1. I94 immigration data

* i94yr: 4 digit year
* i94mon: numeric month
* i94cit: 3 digit code of origin city
* i94port: 3 character code of destination city
* i94mode: 1 digit travel code
* i94bir: age of respondent in years
* arrdate: arrival date
* depdate: depature date
* i94visa: reason for immigration

2. Temperature data

* i94port: 3 charater code of destination city
* AverageTemperature: Average temperature
* city: city name
* country: country name
* latitude: latitude
* longtitude: longtitude

3. Airport code data

* type: type of aiport
* name: airport name
* continent: 2 character code of continent
* iso_country: 2 character code of city
* state: 2 character code of state
* municipality: town name
* local_code: local code
* coordinates: coordinates

4. U.S. Cities Demographics

* city: city name
* state: 2 character code of state
* median_age: numeric age
* male_population: numeric male population
* female_population: numeric female population
* total_population: numeric total population
* foreign_born: numeric foreign born
* avg_household_size: numeric average household size
* asian: numeric count of Asian race
* black: numeric count of Black or African-American race
* hispanic: numeric count of Hispanic or Latino race
* white: numeric count of White race

#### Step 5: Complete Project Write Up

* Apache Spark is chosen for this project because it can quickly perform processing task on large dataset. 

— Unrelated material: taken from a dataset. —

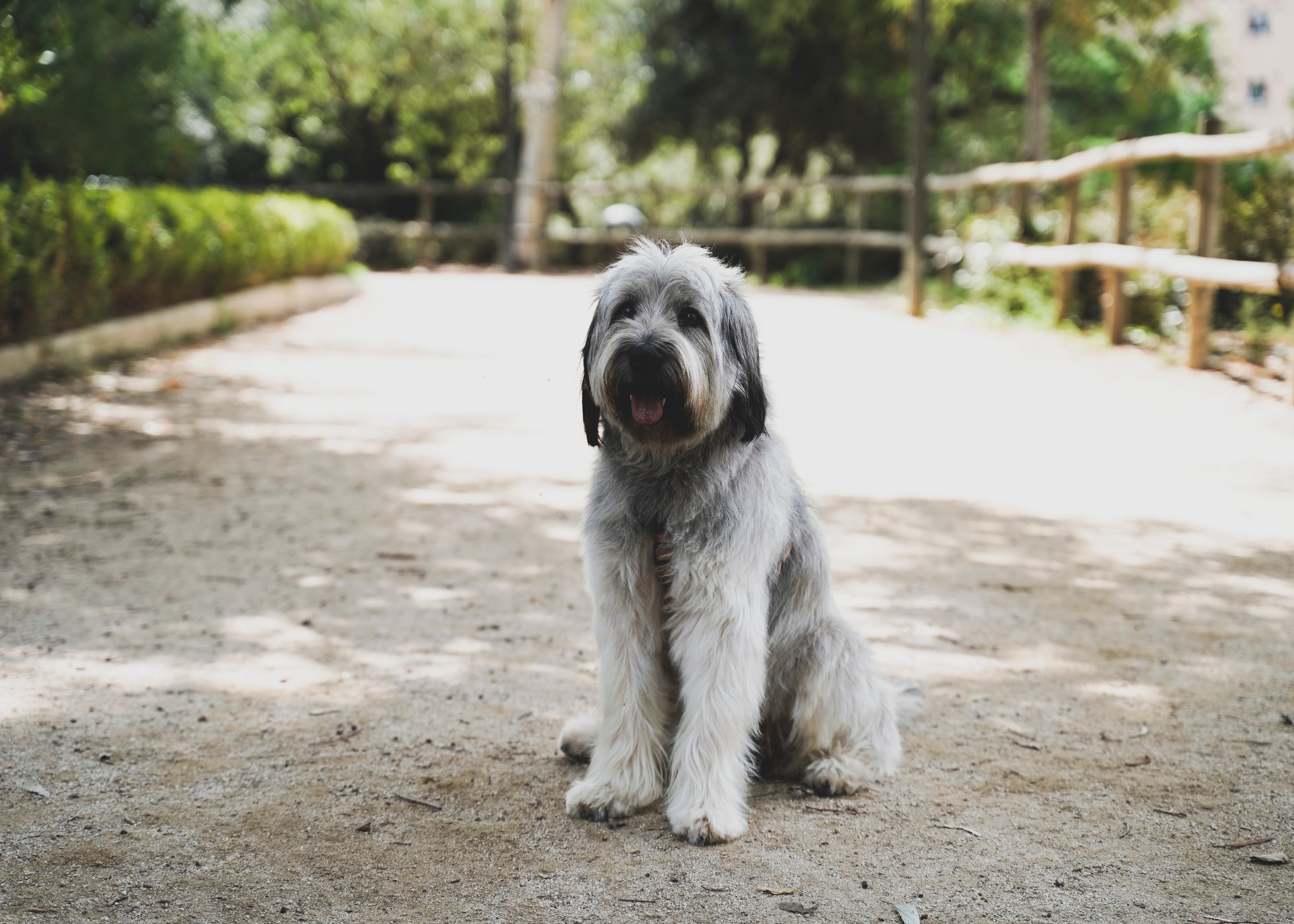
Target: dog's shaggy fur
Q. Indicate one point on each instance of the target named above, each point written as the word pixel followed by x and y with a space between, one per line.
pixel 720 646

* The data should be updated everytime the source data is updated. Other than that, the data should also be updated monthly. 

* Approach plan for possible scenarios:

 * The data was increased by 100x.
     * Data will no longer be stored in local storage. I will store my data in AWS S3. In addtion, I will use AWS EMR to perform my ETL pipeline.
 * The data populates a dashboard that must be updated on a daily basis by 7am every day.
     * I will use apache airflow to automate scheduling
 * The database needed to be accessed by 100+ people.
     * I can upload my database to AWS Redshift cluster. There many users can have access to the database, and they will be able to perform data analysis queries.